10 de mai. de 2006

Potinho de felicidade

Há um poema que atribuem a Borges que diz:

Se eu pudesse viver novamente a minha vida,
trataria de cometer mais erros.
Não tentaria ser tão perfeito,
seria mais relaxado.
Seria mais bobo do que fui;
na verdade encararia muito poucas coisas com seriedade. (Instantes)

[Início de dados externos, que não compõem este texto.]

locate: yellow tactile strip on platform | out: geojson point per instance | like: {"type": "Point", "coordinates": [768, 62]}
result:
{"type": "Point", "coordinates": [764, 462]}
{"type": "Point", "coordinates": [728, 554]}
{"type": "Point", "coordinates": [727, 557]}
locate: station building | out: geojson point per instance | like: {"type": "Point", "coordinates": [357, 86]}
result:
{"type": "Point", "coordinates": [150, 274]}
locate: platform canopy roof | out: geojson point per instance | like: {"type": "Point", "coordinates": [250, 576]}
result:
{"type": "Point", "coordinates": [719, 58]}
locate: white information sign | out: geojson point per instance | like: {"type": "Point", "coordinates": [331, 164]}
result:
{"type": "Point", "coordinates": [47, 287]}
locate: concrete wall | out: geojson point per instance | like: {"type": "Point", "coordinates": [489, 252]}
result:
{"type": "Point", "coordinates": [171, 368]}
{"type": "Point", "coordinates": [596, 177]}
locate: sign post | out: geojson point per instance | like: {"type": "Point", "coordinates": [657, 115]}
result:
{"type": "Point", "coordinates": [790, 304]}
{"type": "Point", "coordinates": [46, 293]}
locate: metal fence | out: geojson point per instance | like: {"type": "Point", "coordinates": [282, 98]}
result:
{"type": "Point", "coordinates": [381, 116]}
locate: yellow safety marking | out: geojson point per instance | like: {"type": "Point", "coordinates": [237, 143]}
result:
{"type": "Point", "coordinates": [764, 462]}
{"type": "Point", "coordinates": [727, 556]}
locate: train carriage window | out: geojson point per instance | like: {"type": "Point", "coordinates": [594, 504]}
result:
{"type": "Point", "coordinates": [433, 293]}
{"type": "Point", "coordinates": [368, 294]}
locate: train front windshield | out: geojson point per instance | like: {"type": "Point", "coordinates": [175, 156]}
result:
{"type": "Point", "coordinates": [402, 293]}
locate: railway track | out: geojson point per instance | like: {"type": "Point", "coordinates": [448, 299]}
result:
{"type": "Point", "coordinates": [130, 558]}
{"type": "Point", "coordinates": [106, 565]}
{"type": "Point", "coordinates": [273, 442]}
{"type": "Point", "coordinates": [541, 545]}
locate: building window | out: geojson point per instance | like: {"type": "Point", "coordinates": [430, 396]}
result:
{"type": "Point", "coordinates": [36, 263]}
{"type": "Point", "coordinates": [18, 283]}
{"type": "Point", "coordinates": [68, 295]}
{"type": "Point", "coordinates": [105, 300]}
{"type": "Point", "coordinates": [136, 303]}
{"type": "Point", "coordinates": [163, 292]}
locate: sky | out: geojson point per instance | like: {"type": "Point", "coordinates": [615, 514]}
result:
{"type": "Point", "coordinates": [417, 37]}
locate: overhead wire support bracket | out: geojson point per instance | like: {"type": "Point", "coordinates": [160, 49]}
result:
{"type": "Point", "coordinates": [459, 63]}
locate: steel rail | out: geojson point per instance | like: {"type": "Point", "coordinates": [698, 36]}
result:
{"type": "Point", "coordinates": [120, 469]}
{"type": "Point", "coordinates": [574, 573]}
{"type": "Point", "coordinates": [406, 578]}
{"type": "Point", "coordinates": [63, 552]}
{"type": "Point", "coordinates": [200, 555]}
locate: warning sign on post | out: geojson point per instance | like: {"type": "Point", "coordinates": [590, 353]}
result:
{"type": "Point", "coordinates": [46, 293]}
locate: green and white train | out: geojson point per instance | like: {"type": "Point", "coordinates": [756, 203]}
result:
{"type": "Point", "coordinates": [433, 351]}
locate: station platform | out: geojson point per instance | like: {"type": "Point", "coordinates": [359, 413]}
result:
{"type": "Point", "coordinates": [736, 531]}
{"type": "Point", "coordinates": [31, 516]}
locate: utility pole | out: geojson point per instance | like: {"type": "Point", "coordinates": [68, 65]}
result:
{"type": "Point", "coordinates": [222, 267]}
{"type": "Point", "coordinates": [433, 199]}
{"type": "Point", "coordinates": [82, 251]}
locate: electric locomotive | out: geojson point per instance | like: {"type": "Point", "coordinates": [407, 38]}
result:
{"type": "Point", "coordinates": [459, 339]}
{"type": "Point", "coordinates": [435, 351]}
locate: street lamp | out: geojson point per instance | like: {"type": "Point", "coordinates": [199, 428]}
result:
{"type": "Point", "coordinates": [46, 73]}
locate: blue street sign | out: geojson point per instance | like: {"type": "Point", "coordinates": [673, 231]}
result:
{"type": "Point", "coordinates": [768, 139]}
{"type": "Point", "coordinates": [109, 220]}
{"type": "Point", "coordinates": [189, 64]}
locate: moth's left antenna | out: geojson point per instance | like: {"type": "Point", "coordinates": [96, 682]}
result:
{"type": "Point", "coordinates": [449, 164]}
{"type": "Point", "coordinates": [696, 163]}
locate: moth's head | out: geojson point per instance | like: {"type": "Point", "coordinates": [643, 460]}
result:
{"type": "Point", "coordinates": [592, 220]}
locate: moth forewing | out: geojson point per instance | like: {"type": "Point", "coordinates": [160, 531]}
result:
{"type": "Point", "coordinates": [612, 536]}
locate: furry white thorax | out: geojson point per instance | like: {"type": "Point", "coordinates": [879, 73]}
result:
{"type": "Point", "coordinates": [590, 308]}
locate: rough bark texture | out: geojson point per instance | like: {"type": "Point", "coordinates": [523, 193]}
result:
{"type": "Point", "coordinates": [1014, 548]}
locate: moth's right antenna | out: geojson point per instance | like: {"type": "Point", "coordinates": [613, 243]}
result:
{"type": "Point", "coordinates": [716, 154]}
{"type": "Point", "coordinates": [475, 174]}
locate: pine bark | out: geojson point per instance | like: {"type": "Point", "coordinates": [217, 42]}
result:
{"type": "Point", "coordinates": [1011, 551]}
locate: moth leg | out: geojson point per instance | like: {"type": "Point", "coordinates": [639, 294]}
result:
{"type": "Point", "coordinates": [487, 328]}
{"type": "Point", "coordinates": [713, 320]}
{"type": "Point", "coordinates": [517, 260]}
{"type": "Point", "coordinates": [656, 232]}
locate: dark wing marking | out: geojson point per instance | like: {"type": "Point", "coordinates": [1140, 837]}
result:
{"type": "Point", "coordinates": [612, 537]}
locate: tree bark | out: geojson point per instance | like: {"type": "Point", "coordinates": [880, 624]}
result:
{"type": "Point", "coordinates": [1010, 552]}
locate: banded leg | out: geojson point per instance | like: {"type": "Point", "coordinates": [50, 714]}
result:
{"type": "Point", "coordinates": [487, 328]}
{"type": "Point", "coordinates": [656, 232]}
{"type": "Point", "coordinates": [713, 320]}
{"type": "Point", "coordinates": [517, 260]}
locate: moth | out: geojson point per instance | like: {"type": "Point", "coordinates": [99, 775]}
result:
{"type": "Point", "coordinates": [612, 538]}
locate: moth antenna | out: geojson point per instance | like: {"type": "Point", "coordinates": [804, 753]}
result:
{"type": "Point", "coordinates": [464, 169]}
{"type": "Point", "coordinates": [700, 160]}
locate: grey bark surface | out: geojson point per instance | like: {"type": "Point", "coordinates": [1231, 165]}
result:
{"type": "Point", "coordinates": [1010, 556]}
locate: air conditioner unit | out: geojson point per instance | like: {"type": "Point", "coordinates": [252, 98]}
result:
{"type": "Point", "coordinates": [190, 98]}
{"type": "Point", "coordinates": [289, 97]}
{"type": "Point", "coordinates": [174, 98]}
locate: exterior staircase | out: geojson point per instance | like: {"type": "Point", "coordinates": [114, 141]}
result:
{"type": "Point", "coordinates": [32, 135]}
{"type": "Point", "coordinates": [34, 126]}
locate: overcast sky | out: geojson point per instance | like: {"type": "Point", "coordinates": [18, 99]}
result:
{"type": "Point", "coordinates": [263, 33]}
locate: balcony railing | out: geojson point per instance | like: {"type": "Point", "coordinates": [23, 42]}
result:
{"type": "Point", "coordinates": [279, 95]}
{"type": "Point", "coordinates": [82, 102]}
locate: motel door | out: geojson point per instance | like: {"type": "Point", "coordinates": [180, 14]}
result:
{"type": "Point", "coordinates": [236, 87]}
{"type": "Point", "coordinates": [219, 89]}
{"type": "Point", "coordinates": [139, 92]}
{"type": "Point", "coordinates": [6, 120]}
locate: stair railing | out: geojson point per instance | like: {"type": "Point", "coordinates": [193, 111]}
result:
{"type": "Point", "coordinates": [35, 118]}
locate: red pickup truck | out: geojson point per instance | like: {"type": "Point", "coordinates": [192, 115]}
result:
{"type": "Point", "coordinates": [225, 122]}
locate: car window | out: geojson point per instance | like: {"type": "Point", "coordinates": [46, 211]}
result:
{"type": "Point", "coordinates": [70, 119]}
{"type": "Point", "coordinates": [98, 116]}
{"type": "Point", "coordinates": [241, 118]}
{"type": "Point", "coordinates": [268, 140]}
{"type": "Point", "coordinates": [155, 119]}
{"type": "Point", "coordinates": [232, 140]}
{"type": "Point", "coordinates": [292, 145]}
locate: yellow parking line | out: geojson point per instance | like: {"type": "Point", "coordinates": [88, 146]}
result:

É sábio, seja de Borges ou não (talvez, para ele próprio, esta não fosse uma questão relevante). Mas viver assim, levando a vida menos a sério, nem Borges conseguiu. Meus problemas de hoje me espantam, me assustam, me amedrontam. Amanhã, rirei deles, como rio das minhas preocupações de criança. Nenhum problema é pequeno demais se quem tem que enfrentá-lo o teme. Por isso, não menosprezo as dificuldades de ninguém. Cada um tem as suas dores; cada um tem seus problemas gigantescos.
Nada causa mais problemas irreais que os relacionamentos amorosos. Qualquer coisa, se vem do ser amado, é imensa. Qualquer sinal é uma tempestade. Nunca erramos tanto quanto quando estamos enamorados. E nada causa mais alegria ou tristeza.
Viver como na poesia permitiria sorrir mais, levar os amores menos a sério. Mas quem está no meio da vida não tem idéia de como vai rir de tudo aos 85 anos, idade de Borges, quando escreveu Instantes, se é que o escreveu.
O amor traz desgraças de fim de mundo e, nestas horas, é bom achar algo para te fazer rir. Pessoas, se possível. Há, sim, seres humanos que são tão especiais que fazem o poema parecer mais real, mais possível. Cada um tem os seus escolhidos, seres que são como potinhos de felicidade. Do lado destes seres, o mundo parece mesmo mais leve.
O amor não é mau. Por vezes, ele nos pega e passamos a amar quem até pouco tempo nem sabíamos existir. E quando este ser vai embora, sua ausência, que nunca antes tínhamos sentido, passa a ser pesada, dura. Barthes chama isso de presença de uma ausência. Não conheço definição melhor. Nestas horas, é preciso diminuir os problemas, achar quem nos faça sorrir. Rir de nós mesmos, dar menos valor às angústias e tentar respirar. Ler Borges, como um mantra.
Tem dias que chove. Chove muito, uma chuva linda e triste. Nos dias de chuva, às vezes surge um arco-íris. Nunca acreditei no pote de ouro no fim do arco-íris. Mas foi nos piores dias de chuva que encontrei um potinho de felicidade.

Um comentário:

  1. Anônimo16:12

    Há um limite para as paixões humanas quando elas provêm dos sentimentos, mas não há limite para aquelas que sofrem a influência da imaginação.
    As vezes não abandonamos sentimentos pura e simplesmente por apego, ou por aquilo que eles significam pra nós e não pelo que são na verdade. Jorge Luis Borges simplificou as coisas no seu poema, enquanto nós seguimos complicando. Abraços!